I would not categorise two days later as “immediately". As for why I feel the need to pick it up –that was explained. The comment was directed at me. I disagree with the sentiment. I have provided my reasons why (which I believe is appropriate and good manners to do so). Is there any reason why I should not “pick it up”? 

I make no apology for the detail in my posts. If you do not like having to wade through them then don’t read them. It is that simple. At the same time I understand there those who are upset at their old habits being challenged. That is a good thing even if it does mean that some direct their displeasure at me. It is not about me however, it is about what is best for APS.

Lastly, I do not have an issue if you dislike me. I am not here to make friends, but to help where I can and to learn. I only contribute in threads where I am comfortable and confident of my knowledge. Unfortunately that does tend to make me look like a bit of a know all but nothing could be further from the truth. Have a look at my post count.
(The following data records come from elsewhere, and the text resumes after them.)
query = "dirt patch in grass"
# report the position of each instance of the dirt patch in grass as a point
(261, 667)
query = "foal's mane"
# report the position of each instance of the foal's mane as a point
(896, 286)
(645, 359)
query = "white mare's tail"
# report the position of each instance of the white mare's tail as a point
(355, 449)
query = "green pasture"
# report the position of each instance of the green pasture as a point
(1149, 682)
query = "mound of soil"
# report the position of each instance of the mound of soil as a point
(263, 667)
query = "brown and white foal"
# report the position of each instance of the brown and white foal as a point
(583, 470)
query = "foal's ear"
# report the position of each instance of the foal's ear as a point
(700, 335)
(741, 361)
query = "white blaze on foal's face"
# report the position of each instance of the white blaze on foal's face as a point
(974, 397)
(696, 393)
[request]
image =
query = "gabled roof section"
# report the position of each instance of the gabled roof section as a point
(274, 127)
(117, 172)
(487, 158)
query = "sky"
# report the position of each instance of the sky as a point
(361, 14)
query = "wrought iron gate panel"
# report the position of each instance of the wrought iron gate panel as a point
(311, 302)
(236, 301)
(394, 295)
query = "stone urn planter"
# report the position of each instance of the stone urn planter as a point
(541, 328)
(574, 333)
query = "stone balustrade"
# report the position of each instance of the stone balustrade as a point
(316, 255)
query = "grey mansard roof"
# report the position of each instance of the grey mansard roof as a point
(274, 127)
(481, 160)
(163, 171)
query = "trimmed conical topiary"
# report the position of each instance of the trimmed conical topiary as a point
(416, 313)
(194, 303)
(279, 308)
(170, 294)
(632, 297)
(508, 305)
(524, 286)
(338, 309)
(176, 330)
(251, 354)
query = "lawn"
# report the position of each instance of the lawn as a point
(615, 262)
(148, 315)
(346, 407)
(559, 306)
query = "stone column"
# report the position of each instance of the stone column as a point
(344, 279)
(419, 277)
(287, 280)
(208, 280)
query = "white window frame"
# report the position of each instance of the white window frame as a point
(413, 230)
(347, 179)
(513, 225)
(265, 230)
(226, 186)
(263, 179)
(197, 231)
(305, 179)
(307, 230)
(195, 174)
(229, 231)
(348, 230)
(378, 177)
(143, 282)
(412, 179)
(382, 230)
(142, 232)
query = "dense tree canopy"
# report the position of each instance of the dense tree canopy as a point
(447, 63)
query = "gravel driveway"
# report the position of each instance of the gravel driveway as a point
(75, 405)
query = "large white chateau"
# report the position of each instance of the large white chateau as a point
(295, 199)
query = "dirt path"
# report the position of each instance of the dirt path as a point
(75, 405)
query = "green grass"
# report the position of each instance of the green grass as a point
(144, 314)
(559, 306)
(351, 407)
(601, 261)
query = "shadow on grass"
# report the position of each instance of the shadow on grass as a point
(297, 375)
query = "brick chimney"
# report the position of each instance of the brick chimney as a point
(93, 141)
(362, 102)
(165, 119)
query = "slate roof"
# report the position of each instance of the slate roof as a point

I hope that adequately addresses the issues you raised. If not, please let me know.


----------



## Jen (Oct 1, 2011)

I don;t hold mine after a shed, mainly because he likes to surprise me - I am not a hoverer lol - and so often sheds overnight.

Can I just say Bluetongue - I love reading your posts as compared to so many many on here, they are informed, articulate and have actual punctuation. Such a relief...so a big ty from the grammar and spelling nazi in me


----------



## StimiLove (Oct 2, 2011)

i'm a Bluetongue1 fan myself too


----------



## Megzz (Oct 2, 2011)

Jen said:


> Can I just say Bluetongue - I love reading your posts as compared to so many many on here, they are informed, articulate and have actual punctuation. Such a relief...so a big ty from the grammar and spelling nazi in me


 
Exactly what I think too!


----------



## camspeed (Oct 2, 2011)

It seems to me that it is more you who has a problem with me blue, rather than the other way around. I don't know why that is. In saying that I was just sticking up for old mate who you had a dig at in your last post. Now you're having a dig at me.

I was merely stating an opinion. I do not know why people feel the need to handle their snakes every time they walk past their enclosure. I probably handle mine once a week, normally only to clean up their mess or take them outside for a bit. They aren't lap dogs.


----------



## Elapidae1 (Oct 2, 2011)

Be carefull not to smudge it


----------



## viciousred (Oct 2, 2011)

I had a customer come in to work and tell me there vet said not to handle the snake for 2 weeks after it has shed or you can damage the skin.... So does that mean in the wild the curl up in a hole for 2 weeks too? Considering it was from a well known reptile vet its actually a little disturbing.... Oh and you shouldn't feed snakes rats ever because there to fatty and have low nutritional content.......


----------



## saximus (Oct 2, 2011)

Blue I honestly apologise that you took offence to my little jibe. However, I don't apologise for writing it.
I have never thought ill of your obvious kind nature, your willingness to help or your articulateness. These are admirable qualities and, in person, I'd love to talk for hours to someone like you. However, on an internet forum (the world that literally gave rise to the meme "tl:dr") I think brevity at the expense of quality is often more necessary. As you suggested, I don't read most of your posts and I know others are the same. This means that your original aim of helping is lost on us.
Anyway that's just my thoughts. Others might (probably) disagree and if you want to continue via PM I'd be happy to, I just wanted to respond here first because I wanted people to know that I didn't mean to offend you personally. I was simply making a point in response to your post(s). 
PS I recognise the irony of making a post this long when I am trying to make a point about brevity but hey what are ya gonna do..


----------



## Red-Ink (Oct 2, 2011)

I leave mine for a day after a shed before picking them up for an all round check.... That's due to their attitude though as mine are quite defensive and it usually takes a day or two after a shed before they "snap' out of it.


----------



## elogov (Oct 2, 2011)

I handle my snake when/where ever i please except on a plane can't do that anymore, thanks 9/11.


----------



## Bluetongue1 (Oct 2, 2011)

Saximus, 

No worries, I assumed your post was in jest but others might not e.g. Camspeed stated he believed it was serious. I probably over-reacted but a point I have been pushing is to keep negative personal comments out of posts. I would have been very happy to retire from this thread with just a 10 line contribution. The primary reason I responded is that I do not want people, whether new to the forum or otherwise, to assume these types of posts are acceptable. 

I am not trying to help people like you who already know the answers. My posts are directed at those who are here to learn, so I question the appropriateness of “brevity rather than quality” under those circumstances. Chat threads - most certainly.

The length of your own post is a good example of that which I have stated a number of times now - it takes a lot longer to explain why compared to a "yes / no" or even a "do this" post. 


Camspeed,

I do not have an issue with you and I would agree that the initial half of that sentence is a poor choice of words under the circumstances. I apologise for having made the statement. 
I do have an issue when others intervene in a personal discussion that does not directly concern them and into which they were not invited. I also believe that where people feel that these sorts of issues exist with another individual, the appropriate way to address them is via PM and not in public. 
I am sorry you felt I was having a dig at you. That was never my intention. I was genuinelychallenging you to support your claim because I do not accept that it is valid. That challenge still stands. 

Blue


----------